L’année avait pourtant bien commencé. Selon l’Organisation mondiale du tourisme (OMT), le nombre de visiteurs a sensiblement augmenté au Maroc et en Tunisie, au mois de janvier : + 18,6 % par rapport à l’année précédente pour le premier, + 5,3 % pour la seconde. En Égypte, pourtant considérée par le public comme « moyen-orientale » et donc davantage exposée aux conséquences des attentats du 11 septembre 2001, la progression a été encore plus spectaculaire : + 64,3 % en janvier, + 21,7 % en février. Il est vrai qu’on revenait de loin. Après deux années exceptionnelles (2000 et 2001), 2002 avait été, pour les professionnels, un véritable cauchemar.
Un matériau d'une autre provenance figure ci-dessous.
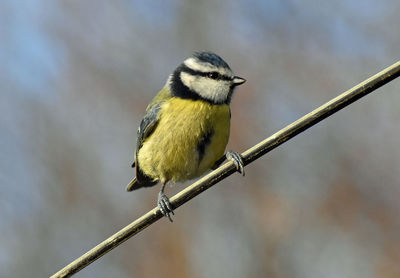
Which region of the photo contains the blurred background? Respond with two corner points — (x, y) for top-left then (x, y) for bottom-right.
(0, 0), (400, 278)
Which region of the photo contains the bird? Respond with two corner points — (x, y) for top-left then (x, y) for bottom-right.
(126, 51), (246, 222)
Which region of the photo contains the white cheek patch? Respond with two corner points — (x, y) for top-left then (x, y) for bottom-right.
(183, 57), (233, 76)
(180, 72), (230, 103)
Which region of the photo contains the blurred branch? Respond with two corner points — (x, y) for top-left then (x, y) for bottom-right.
(51, 61), (400, 278)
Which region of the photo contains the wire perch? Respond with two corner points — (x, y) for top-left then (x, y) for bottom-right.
(51, 61), (400, 278)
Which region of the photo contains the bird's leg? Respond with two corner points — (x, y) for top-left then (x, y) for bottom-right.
(157, 182), (174, 222)
(225, 151), (244, 176)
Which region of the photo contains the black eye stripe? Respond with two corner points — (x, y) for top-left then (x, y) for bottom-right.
(181, 66), (233, 81)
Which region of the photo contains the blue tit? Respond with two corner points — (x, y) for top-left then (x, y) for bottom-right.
(126, 52), (246, 222)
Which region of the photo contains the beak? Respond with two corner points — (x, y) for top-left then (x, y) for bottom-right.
(233, 76), (246, 86)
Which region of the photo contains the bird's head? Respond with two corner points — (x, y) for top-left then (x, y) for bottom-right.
(168, 52), (246, 104)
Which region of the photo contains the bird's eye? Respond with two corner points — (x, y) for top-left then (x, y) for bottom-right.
(208, 71), (219, 79)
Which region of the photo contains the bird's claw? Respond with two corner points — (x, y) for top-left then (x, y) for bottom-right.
(225, 151), (244, 176)
(157, 191), (174, 222)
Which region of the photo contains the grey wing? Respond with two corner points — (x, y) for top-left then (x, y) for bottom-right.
(132, 104), (161, 186)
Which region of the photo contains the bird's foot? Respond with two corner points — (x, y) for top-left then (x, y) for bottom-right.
(225, 151), (244, 176)
(157, 190), (174, 222)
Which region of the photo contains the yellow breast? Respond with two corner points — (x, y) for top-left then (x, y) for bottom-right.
(137, 98), (230, 182)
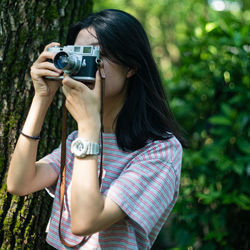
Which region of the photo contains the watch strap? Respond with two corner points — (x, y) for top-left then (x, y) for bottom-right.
(86, 141), (100, 155)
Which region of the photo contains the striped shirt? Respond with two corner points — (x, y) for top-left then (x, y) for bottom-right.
(43, 131), (182, 250)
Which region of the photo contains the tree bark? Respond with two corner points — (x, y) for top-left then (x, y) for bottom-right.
(0, 0), (93, 249)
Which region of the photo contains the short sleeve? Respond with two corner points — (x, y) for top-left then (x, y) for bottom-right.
(102, 139), (181, 235)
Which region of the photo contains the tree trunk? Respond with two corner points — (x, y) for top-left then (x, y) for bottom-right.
(0, 0), (93, 249)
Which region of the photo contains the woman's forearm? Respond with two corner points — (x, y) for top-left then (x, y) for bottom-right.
(71, 129), (104, 235)
(7, 96), (51, 195)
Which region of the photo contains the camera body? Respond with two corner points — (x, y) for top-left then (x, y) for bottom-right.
(46, 45), (100, 82)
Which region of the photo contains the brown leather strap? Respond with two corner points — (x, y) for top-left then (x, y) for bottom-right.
(58, 61), (105, 248)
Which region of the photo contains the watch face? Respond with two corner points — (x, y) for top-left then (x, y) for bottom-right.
(74, 140), (87, 156)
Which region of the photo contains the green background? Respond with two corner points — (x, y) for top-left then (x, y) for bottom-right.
(94, 0), (250, 249)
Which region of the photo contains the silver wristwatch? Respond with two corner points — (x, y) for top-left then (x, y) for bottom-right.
(71, 138), (100, 158)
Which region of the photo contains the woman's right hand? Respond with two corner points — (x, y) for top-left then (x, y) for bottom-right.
(30, 42), (62, 98)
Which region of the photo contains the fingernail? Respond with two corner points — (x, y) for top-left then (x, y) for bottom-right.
(100, 67), (106, 78)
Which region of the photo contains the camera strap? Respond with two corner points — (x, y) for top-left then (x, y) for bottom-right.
(58, 63), (105, 248)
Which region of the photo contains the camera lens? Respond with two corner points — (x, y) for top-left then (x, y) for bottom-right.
(54, 51), (83, 74)
(55, 55), (69, 69)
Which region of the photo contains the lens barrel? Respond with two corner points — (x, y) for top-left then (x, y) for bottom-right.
(54, 51), (83, 75)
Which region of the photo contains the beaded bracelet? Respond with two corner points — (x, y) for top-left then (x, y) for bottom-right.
(19, 129), (41, 140)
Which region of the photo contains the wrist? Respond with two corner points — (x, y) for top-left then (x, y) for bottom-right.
(78, 124), (101, 143)
(33, 94), (53, 107)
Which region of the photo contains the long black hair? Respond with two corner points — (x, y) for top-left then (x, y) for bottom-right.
(67, 9), (185, 151)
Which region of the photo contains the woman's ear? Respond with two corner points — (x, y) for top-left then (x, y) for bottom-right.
(126, 68), (137, 78)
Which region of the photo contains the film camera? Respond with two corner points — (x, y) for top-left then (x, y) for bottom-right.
(46, 45), (100, 82)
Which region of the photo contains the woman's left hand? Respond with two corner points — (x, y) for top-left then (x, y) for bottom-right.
(62, 71), (101, 139)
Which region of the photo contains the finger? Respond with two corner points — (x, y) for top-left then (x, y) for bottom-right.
(36, 62), (63, 73)
(34, 51), (56, 64)
(62, 73), (87, 90)
(44, 42), (60, 51)
(30, 67), (60, 78)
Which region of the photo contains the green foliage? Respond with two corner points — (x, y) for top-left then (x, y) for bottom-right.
(169, 8), (250, 249)
(94, 0), (250, 249)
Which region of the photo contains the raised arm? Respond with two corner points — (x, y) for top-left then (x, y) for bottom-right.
(7, 43), (61, 195)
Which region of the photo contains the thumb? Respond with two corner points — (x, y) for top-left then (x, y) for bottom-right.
(62, 73), (83, 90)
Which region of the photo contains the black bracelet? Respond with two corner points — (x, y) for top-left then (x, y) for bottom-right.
(19, 129), (41, 140)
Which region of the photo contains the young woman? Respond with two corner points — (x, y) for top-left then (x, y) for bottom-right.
(7, 10), (183, 249)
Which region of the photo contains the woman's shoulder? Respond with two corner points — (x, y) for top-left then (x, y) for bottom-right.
(136, 134), (182, 163)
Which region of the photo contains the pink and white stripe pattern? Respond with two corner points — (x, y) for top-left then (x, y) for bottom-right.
(43, 131), (182, 250)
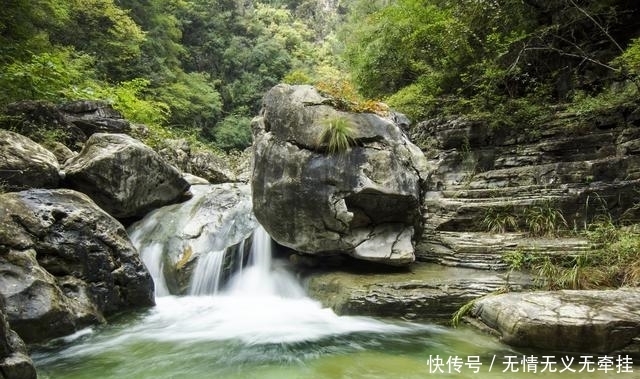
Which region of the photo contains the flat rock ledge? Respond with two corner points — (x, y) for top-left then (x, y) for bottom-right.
(469, 289), (640, 356)
(306, 263), (532, 323)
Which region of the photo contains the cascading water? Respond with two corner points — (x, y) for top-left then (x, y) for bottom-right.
(33, 185), (608, 379)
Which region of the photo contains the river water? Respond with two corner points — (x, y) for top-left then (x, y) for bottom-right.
(33, 229), (640, 379)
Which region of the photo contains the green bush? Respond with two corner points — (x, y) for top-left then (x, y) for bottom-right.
(524, 200), (567, 236)
(481, 206), (518, 233)
(213, 114), (252, 151)
(316, 117), (356, 154)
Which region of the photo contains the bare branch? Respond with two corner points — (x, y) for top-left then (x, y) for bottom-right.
(526, 47), (620, 72)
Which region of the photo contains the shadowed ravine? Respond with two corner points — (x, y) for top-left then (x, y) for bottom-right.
(34, 227), (628, 379)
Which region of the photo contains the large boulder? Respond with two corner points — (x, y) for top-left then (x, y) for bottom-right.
(64, 133), (189, 219)
(252, 85), (426, 265)
(0, 296), (37, 379)
(0, 129), (60, 191)
(0, 189), (154, 343)
(472, 289), (640, 354)
(0, 100), (131, 151)
(58, 100), (131, 136)
(305, 262), (532, 322)
(128, 183), (257, 295)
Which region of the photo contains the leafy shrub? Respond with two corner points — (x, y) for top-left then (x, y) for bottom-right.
(95, 78), (171, 125)
(316, 117), (356, 154)
(0, 49), (95, 104)
(213, 115), (252, 151)
(482, 206), (518, 233)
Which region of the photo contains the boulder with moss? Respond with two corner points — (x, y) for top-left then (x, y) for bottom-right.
(158, 139), (236, 184)
(252, 85), (427, 265)
(64, 133), (189, 219)
(0, 296), (37, 379)
(0, 129), (60, 191)
(0, 189), (154, 343)
(471, 288), (640, 355)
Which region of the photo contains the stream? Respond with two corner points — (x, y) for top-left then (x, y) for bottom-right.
(32, 193), (638, 379)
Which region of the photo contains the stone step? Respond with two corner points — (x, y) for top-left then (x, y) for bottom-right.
(305, 262), (532, 322)
(416, 231), (592, 270)
(471, 288), (640, 358)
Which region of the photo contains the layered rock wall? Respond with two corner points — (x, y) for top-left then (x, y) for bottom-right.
(410, 106), (640, 269)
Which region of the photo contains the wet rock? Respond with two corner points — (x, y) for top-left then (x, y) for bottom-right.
(0, 296), (37, 379)
(47, 141), (78, 165)
(59, 100), (131, 137)
(306, 263), (531, 322)
(0, 189), (154, 343)
(0, 129), (60, 191)
(128, 183), (257, 295)
(158, 139), (251, 184)
(409, 109), (640, 269)
(252, 85), (426, 265)
(64, 133), (189, 219)
(472, 289), (640, 354)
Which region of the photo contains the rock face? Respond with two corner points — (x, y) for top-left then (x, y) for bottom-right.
(64, 133), (189, 219)
(129, 183), (257, 296)
(0, 296), (37, 379)
(0, 189), (154, 343)
(410, 107), (640, 269)
(472, 289), (640, 354)
(58, 100), (131, 136)
(0, 129), (60, 191)
(252, 85), (426, 265)
(306, 263), (531, 322)
(5, 100), (131, 151)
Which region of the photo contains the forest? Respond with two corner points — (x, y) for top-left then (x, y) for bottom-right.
(0, 0), (640, 151)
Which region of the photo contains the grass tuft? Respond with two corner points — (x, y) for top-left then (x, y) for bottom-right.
(316, 117), (356, 154)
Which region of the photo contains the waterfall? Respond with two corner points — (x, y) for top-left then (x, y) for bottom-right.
(189, 250), (226, 295)
(128, 183), (257, 297)
(189, 225), (304, 298)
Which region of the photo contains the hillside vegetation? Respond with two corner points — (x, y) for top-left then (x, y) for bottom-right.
(0, 0), (640, 150)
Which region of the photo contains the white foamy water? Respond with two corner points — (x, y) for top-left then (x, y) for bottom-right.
(189, 250), (224, 295)
(40, 227), (438, 366)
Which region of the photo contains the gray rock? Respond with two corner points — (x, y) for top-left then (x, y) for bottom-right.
(46, 141), (78, 165)
(306, 263), (531, 322)
(472, 289), (640, 354)
(0, 189), (154, 343)
(252, 85), (426, 265)
(0, 129), (60, 191)
(128, 183), (257, 295)
(64, 133), (189, 219)
(409, 114), (640, 269)
(0, 296), (37, 379)
(59, 100), (131, 137)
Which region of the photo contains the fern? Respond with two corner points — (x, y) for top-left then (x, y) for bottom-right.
(316, 117), (356, 154)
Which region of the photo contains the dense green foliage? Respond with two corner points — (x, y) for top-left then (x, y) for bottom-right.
(0, 0), (342, 149)
(345, 0), (640, 126)
(0, 0), (640, 149)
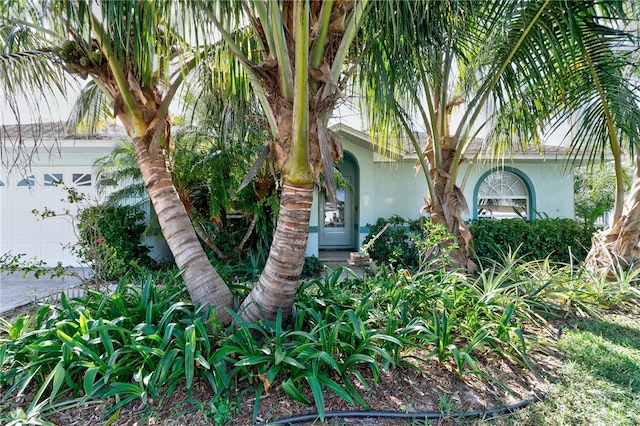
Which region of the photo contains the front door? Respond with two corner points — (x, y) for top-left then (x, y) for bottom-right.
(319, 174), (353, 248)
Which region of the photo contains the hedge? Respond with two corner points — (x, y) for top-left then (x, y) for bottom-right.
(470, 218), (596, 263)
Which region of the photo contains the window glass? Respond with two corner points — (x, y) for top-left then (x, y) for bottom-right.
(324, 188), (346, 228)
(18, 175), (36, 186)
(44, 173), (62, 186)
(477, 171), (529, 219)
(73, 173), (91, 186)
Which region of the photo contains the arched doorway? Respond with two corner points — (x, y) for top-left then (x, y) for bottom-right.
(318, 152), (358, 250)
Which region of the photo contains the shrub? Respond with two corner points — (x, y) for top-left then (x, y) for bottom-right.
(470, 218), (595, 263)
(72, 204), (151, 281)
(363, 215), (420, 269)
(362, 215), (456, 271)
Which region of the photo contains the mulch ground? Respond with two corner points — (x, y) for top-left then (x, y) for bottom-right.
(0, 302), (560, 426)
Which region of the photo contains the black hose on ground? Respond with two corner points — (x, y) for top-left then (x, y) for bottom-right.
(260, 392), (547, 426)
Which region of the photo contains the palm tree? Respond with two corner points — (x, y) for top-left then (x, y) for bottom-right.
(0, 0), (233, 321)
(359, 0), (637, 269)
(194, 0), (367, 321)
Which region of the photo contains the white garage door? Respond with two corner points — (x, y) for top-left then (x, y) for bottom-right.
(0, 166), (95, 266)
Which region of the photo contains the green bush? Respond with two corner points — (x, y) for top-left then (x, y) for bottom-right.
(363, 215), (420, 269)
(72, 204), (151, 281)
(470, 218), (596, 263)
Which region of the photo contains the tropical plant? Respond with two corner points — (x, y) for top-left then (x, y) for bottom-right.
(193, 0), (368, 320)
(0, 0), (233, 321)
(358, 0), (640, 269)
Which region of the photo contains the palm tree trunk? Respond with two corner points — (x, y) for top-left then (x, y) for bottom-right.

Hélas ! le mois de mars a été marqué par un complet renversement de tendance. À cause, bien sûr, de la guerre en Irak. « Ce qui est nouveau par rapport aux crises que nous avons connues dans le passé, explique Amal Karioun, président de la Fédération nationale des agences de voyages du Maroc (FNAVM), c’est que celle-ci dure depuis presque deux ans. Dès qu’une amélioration semble se dessiner, on reçoit un nouveau coup de marteau sur la tête. » Résultat : presque 22 % de touristes en moins en Tunisie et en Égypte. Et avril a été à peine moins mauvais : – 15,3 % en Égypte et – 8,4 % en Tunisie. Curieusement, seul le Maroc est parvenu à tirer son épingle du jeu.
Les touristes européens ont en effet réagi de manière très différente à la crise irakienne. Traditionnellement très nombreux en Tunisie, les Allemands se sont massivement abstenus de voyager hors d’Europe, alors que les Français, qui, au Maroc, représentent plus de la moitié des visiteurs, n’ont pas changé grand-chose à leurs projets de vacances. « Certains marchés se sont écroulés, reconnaît Fathia Bennis, directrice générale de l’Office national marocain du tourisme (ONMT). Les Italiens, par exemple, ont réagi de manière très émotive et ont massivement fait défection. De même, la clientèle allemande a diminué de presque un tiers. En revanche, le nombre de Français est resté à peu près stable. »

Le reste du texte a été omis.